PRE-MARKET SNAPSHOT
Futures are firmly green this morning after June CPI cooled to 3.5% year-over-year — well below the 3.8% consensus estimate and a sharp drop from May's 4.2%. SPY is up 0.46%, QQQ up 1.45% pre-market, with markets opening in under an hour.
WHAT YOU NEED TO KNOW
The cooler CPI print reignited the semiconductor/memory rally that stalled earlier this week — Applied Materials, SanDisk, Lam Research, Micron, and Western Digital are all up 5-7%+ pre-market.
The most interesting story of the morning, though, is IBM. The company issued a preliminary earnings warning — revenue of $17.2B, up just 1% year-over-year and well short of expectations, with shares down over 20%. CEO Arvind Krishna was candid about why: clients shifted capex toward securing memory and storage supply ahead of expected price increases, and a wave of large deals failed to close as a result. It's a striking real-world data point on just how tight the memory/storage supply crunch has become — tight enough to blow a hole in IBM's quarter.
That's likely playing into today's other big divergence: enterprise software names (Workday, Atlassian, ServiceNow, Accenture, Intuit, Adobe, Salesforce) are all down 5-10% this morning, in sharp contrast to yesterday's SaaS rally. Whether that's investors drawing a direct line from IBM's warning to the broader software group, or just sympathy selling, the split between "hardware/memory up, software down" is the clearest sector story on the tape today.

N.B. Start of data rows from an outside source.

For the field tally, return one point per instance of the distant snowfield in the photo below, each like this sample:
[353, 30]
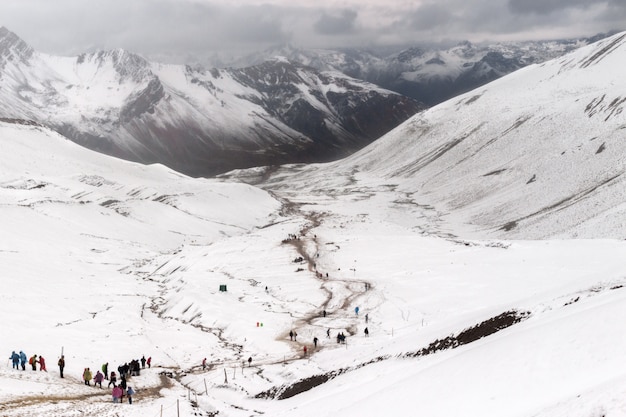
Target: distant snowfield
[106, 261]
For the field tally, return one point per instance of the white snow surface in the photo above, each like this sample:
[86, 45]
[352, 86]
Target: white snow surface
[105, 261]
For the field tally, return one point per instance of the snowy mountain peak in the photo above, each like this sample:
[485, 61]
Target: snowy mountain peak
[13, 48]
[129, 66]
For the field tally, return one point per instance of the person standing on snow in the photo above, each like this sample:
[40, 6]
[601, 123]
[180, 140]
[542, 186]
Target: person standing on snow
[117, 394]
[33, 362]
[113, 380]
[23, 360]
[16, 360]
[130, 392]
[61, 364]
[97, 380]
[87, 375]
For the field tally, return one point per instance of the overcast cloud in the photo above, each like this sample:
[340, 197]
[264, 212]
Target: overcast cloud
[192, 30]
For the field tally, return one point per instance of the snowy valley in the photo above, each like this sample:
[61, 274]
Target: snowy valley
[483, 239]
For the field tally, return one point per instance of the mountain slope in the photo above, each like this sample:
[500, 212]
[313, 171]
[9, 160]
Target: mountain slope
[106, 260]
[195, 121]
[430, 74]
[537, 153]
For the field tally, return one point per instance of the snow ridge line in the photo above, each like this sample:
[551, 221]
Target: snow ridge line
[469, 335]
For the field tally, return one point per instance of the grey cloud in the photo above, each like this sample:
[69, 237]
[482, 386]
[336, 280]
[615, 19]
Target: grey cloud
[549, 6]
[334, 24]
[430, 16]
[175, 30]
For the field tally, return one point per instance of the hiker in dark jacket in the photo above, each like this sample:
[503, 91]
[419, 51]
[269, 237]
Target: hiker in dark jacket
[16, 360]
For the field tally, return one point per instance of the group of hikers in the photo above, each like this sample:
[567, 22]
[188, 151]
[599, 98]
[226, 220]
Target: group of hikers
[132, 368]
[125, 371]
[20, 359]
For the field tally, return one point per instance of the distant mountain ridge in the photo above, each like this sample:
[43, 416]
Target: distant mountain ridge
[199, 122]
[535, 154]
[430, 74]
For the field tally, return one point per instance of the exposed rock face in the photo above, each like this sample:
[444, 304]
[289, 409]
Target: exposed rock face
[198, 122]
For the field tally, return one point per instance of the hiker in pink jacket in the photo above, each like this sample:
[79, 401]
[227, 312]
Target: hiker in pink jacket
[117, 394]
[97, 380]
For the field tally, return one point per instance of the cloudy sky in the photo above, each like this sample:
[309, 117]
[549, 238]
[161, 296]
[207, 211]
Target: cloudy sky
[179, 30]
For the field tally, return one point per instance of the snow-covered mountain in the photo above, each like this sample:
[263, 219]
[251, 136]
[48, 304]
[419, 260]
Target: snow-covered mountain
[429, 74]
[537, 153]
[196, 121]
[105, 260]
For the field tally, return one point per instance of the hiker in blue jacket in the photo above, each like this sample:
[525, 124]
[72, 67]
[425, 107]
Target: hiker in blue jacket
[16, 360]
[23, 360]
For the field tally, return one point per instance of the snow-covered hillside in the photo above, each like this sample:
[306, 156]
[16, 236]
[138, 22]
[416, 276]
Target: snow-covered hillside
[108, 261]
[429, 74]
[538, 153]
[199, 122]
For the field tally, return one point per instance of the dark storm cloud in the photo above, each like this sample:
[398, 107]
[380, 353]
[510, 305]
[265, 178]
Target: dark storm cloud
[549, 6]
[178, 30]
[430, 16]
[340, 23]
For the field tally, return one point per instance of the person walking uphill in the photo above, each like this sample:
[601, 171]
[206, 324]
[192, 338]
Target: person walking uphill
[116, 394]
[87, 376]
[113, 380]
[97, 380]
[61, 364]
[130, 392]
[16, 360]
[23, 360]
[33, 361]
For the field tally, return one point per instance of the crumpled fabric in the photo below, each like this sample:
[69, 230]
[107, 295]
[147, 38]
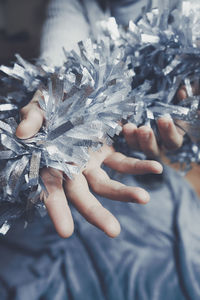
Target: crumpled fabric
[155, 257]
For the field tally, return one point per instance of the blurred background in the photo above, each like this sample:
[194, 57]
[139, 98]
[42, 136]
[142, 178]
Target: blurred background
[21, 24]
[20, 28]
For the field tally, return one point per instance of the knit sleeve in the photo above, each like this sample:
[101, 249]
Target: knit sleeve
[66, 24]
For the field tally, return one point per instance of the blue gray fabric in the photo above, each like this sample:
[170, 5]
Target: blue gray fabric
[155, 257]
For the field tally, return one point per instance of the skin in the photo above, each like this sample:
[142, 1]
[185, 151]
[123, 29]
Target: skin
[93, 178]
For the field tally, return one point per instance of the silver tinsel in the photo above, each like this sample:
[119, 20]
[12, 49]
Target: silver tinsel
[130, 74]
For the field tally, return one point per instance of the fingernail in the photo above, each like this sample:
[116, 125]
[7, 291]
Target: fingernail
[146, 136]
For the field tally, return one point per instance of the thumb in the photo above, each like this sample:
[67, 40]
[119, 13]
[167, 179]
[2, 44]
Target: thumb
[32, 118]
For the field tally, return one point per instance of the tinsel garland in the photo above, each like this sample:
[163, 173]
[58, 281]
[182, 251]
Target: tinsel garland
[130, 74]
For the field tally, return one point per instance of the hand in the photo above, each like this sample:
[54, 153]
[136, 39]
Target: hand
[143, 138]
[61, 188]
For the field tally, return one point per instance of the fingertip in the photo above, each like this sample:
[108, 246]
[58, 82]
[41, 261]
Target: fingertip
[112, 228]
[129, 128]
[182, 94]
[64, 230]
[157, 167]
[25, 130]
[141, 196]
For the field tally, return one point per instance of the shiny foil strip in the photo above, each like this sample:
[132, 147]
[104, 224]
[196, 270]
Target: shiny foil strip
[127, 75]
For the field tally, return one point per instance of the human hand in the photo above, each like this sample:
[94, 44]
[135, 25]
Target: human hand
[143, 138]
[60, 188]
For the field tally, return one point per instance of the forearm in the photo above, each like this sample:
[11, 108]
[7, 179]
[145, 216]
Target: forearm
[66, 24]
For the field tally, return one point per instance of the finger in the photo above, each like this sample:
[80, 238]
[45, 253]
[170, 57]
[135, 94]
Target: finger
[56, 202]
[129, 165]
[101, 184]
[130, 133]
[171, 137]
[86, 203]
[147, 141]
[182, 92]
[32, 118]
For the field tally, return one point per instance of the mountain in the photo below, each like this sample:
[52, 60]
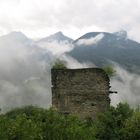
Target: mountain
[59, 37]
[101, 48]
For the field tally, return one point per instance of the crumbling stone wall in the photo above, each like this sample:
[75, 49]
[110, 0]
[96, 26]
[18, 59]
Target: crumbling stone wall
[83, 92]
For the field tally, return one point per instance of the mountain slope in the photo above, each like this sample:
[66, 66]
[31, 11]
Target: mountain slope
[59, 37]
[101, 48]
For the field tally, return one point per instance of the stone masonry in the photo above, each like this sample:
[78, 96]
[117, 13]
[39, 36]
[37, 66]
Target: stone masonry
[83, 92]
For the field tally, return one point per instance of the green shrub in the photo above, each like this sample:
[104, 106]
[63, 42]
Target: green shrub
[109, 70]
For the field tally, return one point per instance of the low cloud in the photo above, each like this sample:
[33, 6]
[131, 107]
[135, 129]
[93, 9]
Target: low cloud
[90, 41]
[127, 85]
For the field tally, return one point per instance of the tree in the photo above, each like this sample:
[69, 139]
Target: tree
[109, 124]
[131, 130]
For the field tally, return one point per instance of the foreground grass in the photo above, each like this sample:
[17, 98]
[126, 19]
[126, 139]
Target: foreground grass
[34, 123]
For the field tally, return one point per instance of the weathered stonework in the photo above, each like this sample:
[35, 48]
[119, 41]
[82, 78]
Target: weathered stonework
[83, 92]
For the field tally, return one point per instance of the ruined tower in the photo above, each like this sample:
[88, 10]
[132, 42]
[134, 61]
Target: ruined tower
[83, 92]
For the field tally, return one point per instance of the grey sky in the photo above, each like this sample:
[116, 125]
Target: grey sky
[39, 18]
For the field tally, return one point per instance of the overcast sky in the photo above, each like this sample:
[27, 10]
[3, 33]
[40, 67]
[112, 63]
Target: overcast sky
[39, 18]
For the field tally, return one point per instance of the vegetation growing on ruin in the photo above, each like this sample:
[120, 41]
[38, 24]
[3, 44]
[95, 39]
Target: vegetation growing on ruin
[109, 70]
[33, 123]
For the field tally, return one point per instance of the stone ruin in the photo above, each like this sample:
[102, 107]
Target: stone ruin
[82, 92]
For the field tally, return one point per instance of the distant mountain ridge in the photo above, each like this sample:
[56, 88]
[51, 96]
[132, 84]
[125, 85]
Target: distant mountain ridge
[114, 47]
[59, 37]
[99, 48]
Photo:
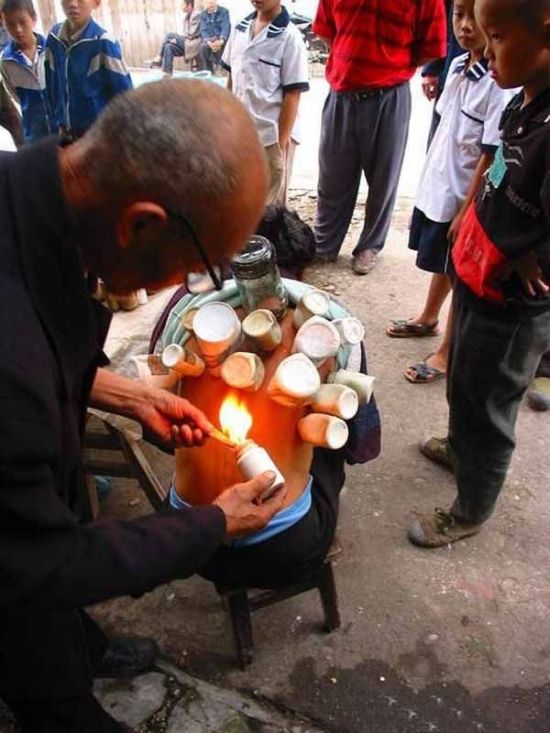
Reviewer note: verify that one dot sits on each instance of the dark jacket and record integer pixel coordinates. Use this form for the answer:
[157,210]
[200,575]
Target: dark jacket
[51,334]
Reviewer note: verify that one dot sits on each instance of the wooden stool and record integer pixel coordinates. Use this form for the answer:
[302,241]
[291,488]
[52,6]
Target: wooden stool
[120,456]
[242,602]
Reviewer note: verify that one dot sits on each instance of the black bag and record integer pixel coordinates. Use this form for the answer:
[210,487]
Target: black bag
[292,238]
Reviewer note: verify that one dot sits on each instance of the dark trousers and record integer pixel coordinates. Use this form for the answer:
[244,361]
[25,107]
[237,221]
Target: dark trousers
[544,366]
[360,133]
[172,45]
[210,59]
[295,553]
[47,664]
[495,353]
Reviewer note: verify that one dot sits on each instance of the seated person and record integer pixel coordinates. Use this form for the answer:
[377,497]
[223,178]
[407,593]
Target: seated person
[187,44]
[296,543]
[215,27]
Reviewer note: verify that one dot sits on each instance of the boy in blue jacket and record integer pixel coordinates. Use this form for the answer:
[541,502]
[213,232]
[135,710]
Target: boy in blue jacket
[84,69]
[22,68]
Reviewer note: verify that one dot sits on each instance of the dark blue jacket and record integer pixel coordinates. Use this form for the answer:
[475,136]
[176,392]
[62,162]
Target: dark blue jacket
[215,25]
[82,77]
[26,82]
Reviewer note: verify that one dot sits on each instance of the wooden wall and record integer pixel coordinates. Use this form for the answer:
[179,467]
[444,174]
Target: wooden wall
[139,25]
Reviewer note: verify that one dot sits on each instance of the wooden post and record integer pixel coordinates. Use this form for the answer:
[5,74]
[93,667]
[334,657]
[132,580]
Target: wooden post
[46,11]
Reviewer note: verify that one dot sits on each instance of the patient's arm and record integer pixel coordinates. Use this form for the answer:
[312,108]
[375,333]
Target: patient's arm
[202,474]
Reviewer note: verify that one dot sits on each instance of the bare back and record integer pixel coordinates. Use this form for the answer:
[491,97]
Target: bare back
[203,473]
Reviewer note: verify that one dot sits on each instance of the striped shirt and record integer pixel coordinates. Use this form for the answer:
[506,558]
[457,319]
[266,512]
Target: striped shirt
[379,43]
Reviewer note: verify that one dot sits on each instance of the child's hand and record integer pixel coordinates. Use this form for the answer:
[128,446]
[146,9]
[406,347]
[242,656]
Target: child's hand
[530,275]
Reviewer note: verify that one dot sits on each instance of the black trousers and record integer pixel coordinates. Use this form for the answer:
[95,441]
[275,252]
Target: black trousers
[295,553]
[495,353]
[47,664]
[544,366]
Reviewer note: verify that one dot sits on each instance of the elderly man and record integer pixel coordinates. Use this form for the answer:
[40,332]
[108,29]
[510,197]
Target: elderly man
[176,44]
[170,178]
[375,48]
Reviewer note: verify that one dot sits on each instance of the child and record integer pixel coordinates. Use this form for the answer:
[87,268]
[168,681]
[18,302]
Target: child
[22,68]
[462,149]
[502,263]
[84,69]
[267,62]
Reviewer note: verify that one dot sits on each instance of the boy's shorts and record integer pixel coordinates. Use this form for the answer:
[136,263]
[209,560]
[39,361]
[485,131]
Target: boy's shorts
[429,239]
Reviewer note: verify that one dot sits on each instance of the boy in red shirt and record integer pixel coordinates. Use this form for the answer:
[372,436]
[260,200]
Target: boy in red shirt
[502,264]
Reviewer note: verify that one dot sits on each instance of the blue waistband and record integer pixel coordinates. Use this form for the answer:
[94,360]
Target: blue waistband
[282,521]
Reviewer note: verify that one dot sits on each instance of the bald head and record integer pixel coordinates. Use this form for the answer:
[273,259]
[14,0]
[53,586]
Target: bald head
[181,147]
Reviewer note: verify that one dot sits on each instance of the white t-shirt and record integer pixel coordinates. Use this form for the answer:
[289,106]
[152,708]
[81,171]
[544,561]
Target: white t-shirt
[264,67]
[470,106]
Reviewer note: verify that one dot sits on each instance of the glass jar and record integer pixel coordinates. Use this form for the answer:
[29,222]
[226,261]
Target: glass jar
[258,278]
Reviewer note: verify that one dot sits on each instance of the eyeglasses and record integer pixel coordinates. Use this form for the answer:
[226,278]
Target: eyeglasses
[213,272]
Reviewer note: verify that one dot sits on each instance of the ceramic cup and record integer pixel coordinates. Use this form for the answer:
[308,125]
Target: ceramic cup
[150,369]
[362,384]
[243,370]
[217,330]
[351,330]
[312,303]
[323,431]
[295,381]
[337,400]
[317,339]
[252,460]
[184,361]
[262,328]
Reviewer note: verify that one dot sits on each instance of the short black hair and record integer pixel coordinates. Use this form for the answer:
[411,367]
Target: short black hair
[10,6]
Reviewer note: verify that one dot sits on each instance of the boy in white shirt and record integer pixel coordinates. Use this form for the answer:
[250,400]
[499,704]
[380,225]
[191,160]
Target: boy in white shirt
[267,63]
[461,150]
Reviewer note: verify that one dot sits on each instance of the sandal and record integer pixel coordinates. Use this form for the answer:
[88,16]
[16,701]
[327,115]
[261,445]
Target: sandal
[423,373]
[406,328]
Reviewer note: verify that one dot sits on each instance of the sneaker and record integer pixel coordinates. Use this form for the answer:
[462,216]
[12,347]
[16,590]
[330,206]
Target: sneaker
[437,450]
[365,262]
[324,259]
[439,529]
[128,656]
[538,394]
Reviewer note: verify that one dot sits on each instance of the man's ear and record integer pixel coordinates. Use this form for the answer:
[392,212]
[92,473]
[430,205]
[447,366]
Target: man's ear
[139,220]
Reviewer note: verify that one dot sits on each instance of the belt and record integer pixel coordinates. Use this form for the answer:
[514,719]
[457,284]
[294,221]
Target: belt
[360,95]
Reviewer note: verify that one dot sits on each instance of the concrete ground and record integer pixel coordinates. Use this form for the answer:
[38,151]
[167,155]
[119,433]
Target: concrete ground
[456,638]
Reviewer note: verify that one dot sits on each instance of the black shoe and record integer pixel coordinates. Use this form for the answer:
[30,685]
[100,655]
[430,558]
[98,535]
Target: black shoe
[128,656]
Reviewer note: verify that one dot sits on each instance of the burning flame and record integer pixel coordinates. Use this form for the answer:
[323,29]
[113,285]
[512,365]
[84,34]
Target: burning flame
[235,419]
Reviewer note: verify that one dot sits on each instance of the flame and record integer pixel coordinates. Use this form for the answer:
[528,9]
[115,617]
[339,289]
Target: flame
[235,419]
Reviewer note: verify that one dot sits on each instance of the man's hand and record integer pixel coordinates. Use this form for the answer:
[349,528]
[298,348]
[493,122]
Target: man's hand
[430,87]
[530,275]
[172,420]
[243,513]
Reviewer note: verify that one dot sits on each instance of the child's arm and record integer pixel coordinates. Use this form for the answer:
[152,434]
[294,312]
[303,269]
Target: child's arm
[289,110]
[294,81]
[485,160]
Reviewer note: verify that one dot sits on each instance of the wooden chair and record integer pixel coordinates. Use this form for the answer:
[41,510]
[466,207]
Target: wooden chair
[241,603]
[125,458]
[112,452]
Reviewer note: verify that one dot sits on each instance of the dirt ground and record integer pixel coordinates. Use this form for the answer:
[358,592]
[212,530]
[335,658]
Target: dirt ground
[454,639]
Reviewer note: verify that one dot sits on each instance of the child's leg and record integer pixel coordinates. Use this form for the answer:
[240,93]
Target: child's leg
[494,356]
[436,364]
[440,286]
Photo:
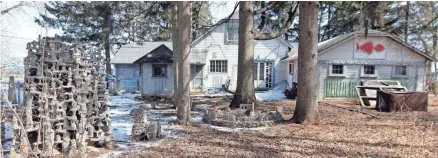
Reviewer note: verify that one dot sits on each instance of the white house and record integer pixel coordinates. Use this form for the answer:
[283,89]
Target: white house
[213,59]
[220,44]
[346,60]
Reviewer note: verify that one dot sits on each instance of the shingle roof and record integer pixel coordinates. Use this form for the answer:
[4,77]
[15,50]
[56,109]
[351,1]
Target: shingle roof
[324,45]
[132,52]
[235,16]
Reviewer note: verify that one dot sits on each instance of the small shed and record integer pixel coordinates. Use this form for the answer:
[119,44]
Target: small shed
[127,72]
[347,60]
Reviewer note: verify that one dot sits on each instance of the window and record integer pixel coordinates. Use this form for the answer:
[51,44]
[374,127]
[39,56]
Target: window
[338,69]
[262,71]
[400,70]
[219,66]
[232,33]
[291,67]
[369,70]
[159,70]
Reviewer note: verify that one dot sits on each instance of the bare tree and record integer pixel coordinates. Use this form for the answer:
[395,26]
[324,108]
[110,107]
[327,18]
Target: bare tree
[246,56]
[174,22]
[306,106]
[184,19]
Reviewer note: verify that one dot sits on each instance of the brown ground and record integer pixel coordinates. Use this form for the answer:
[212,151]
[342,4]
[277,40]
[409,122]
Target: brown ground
[338,133]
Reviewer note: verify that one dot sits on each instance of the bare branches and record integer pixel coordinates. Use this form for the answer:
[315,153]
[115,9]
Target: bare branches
[269,7]
[223,20]
[286,26]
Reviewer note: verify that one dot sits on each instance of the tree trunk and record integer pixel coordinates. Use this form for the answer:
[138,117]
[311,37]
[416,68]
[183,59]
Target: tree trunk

Bank earnings are in, and the reaction is mixed rather than uniformly positive: Goldman Sachs is the standout at +4.2%, while JPMorgan, Bank of America, Wells Fargo, and Citigroup are all trading lower despite reporting this morning.
MOMENTUM PLAYS
AMAT, SNDK, LRCX, MU, WDC — broad-based memory/semiconductor strength, extending on a cooler-than-expected inflation print.
TODAY'S CALENDAR
Market opens 9:30am ET | Fed Chair Kevin Warsh testifies before Congress today — first public appearance since the June meeting | GS, JPM, WFC, C, BAC have already reported
TRADER'S NOTE
Today is a genuine reminder that "the market is up" and "every stock is up" are two different things — semis and banks are telling completely different stories than software this morning, and IBM's own words are a rare, direct data point on how real the memory shortage actually is for the companies caught on the wrong side of it.